Liputan6.com, Jakarta - Tangis terdakwa korupsi proyek e-KTP, Setya Novanto, pecah saat menyampaikan ucapan permintaan maaf kepada keluarga. Perisitwa itu terjadi saat ia membacakan nota pembelaannya di Pengadilan Tipikor, Jakarta Pusat.
Awalnya, mantan Ketua DPR itu dengan lantang membacakan poin-poin pembelaan dirinya atas tuntutan jaksa penuntut umum KPK. Namun seketika, ketegarannya luruh saat menyinggung keluarga.
Advertisement
"Kepada istri dan anak-anakku izinkan saya menyampaikan permohonan maaf, kepada istri saya Deisti Astriani, Reza Herwindo, Dwinna Michaela sungguh sangat berat musibah yang menimpa keluarga kita," ujar Novanto, Jumat (13/4/2018).
Kuasa hukum Novanto, Firman Wijaya, bergegas memberikan minum lantaran beberapa saat Novanto tak mampu melanjutkan permintaan maafnya kepada keluarga.
Ia juga meminta agar Majelis Hakim memberi perintah untuk membuat pengajuan pembukaan blokir terhadap sejumlah aset, baik atas nama dirinya sendiri, anak-anaknya, ataupun sang istri. Ia menegaskan pemblokiran tersebut tidak berkaitan dengan kasus korupsi yang merugikan negara Rp 2,3 triliun.

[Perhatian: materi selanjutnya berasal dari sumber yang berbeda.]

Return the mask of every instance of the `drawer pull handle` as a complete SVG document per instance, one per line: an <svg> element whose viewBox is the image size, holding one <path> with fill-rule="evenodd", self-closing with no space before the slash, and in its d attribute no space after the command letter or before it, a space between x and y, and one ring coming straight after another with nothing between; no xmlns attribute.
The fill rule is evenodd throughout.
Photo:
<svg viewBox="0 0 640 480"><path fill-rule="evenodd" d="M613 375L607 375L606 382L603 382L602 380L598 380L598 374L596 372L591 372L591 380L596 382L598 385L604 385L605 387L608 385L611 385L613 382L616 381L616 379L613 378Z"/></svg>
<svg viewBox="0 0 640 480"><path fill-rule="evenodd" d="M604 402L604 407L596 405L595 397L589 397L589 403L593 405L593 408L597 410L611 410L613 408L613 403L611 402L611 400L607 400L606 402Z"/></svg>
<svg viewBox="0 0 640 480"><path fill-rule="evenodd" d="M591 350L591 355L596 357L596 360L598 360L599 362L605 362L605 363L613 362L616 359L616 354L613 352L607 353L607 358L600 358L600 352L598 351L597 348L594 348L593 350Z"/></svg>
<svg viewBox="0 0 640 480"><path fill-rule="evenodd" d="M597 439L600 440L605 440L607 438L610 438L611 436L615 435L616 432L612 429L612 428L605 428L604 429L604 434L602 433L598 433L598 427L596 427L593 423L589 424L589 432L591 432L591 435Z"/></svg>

"Aset, tabungan giro baik atas nama saya Reza, Dwina, agar dapat dicabut pemblokirannya karena fakta persidangan tidak berkaitan dengan kasus ini," ucap Novanto.
Dituntut 16 Tahun Penjara
Setya Novanto dituntut 16 tahun penjara dan denda Rp 1 miliar atas tindakan korupsi proyek e-KTP. Jaksa penuntut umum KPK menyatakan, dari proyek tersebut Novanto memperkaya diri sendiri senilai 7,3 juta dolar Amerika, hingga akhirnya negara dirugikan Rp 2,9 triliun.

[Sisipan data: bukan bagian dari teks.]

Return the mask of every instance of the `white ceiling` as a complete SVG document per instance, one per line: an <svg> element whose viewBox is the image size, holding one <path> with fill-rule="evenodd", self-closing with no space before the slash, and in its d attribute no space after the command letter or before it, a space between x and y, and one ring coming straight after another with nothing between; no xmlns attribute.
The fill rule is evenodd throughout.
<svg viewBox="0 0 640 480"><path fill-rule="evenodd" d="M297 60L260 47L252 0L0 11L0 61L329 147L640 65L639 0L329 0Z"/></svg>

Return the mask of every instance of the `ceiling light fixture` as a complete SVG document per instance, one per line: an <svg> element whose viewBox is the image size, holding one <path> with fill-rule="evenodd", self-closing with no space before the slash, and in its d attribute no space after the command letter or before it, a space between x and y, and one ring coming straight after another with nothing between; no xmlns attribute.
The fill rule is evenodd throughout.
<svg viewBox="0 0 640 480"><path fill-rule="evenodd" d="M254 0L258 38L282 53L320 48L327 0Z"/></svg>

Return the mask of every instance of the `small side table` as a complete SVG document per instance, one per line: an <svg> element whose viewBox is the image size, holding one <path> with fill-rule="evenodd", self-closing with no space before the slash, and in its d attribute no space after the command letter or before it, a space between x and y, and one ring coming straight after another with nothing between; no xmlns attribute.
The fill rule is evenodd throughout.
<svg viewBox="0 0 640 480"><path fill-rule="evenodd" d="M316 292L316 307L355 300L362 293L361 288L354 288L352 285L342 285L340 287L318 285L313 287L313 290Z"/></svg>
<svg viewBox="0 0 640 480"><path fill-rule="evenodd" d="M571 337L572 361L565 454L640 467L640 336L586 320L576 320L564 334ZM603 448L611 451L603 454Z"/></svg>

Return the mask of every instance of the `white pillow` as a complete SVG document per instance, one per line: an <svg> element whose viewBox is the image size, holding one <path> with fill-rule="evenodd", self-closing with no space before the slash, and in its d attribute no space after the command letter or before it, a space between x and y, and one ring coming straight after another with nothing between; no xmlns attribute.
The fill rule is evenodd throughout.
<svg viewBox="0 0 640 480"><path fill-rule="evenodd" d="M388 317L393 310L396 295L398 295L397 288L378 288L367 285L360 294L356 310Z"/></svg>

Dalam persidangan juga terungkap bahwa Novanto telah mengembalikan uang Rp 5 miliar kepada KPK. Namun, dia berkukuh tidak terkait dengan kongkalikong proyek e-KTP.

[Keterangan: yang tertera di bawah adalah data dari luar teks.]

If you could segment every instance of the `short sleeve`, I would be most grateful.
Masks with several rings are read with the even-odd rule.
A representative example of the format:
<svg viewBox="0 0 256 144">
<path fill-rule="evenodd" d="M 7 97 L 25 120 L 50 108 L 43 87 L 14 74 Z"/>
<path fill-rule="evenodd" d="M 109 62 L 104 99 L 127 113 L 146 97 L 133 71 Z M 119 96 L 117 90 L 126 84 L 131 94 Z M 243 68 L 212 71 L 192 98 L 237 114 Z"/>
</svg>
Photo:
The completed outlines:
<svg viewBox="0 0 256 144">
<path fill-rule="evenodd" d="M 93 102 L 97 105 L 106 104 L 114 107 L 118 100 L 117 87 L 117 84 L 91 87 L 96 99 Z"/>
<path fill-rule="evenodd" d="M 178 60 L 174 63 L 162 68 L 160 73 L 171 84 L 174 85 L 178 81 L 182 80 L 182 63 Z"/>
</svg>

Berdasarkan fakta persidangan, JPU menyatakan pasal 3 UU Tipikor Nomor 31 Tahun 1999 sebagaimana telah diubah dengan UU Nomor 20 Tahun 2001 tentang Pemberantasan Tindak Pidana Korupsi Jo Pasal 55 Ayat 1 ke 1, tepat dikenakan kepada terdakwa. Pasal tersebut mengatur tentang tindak pidana korupsi dengan menyalahgunakan wewenang.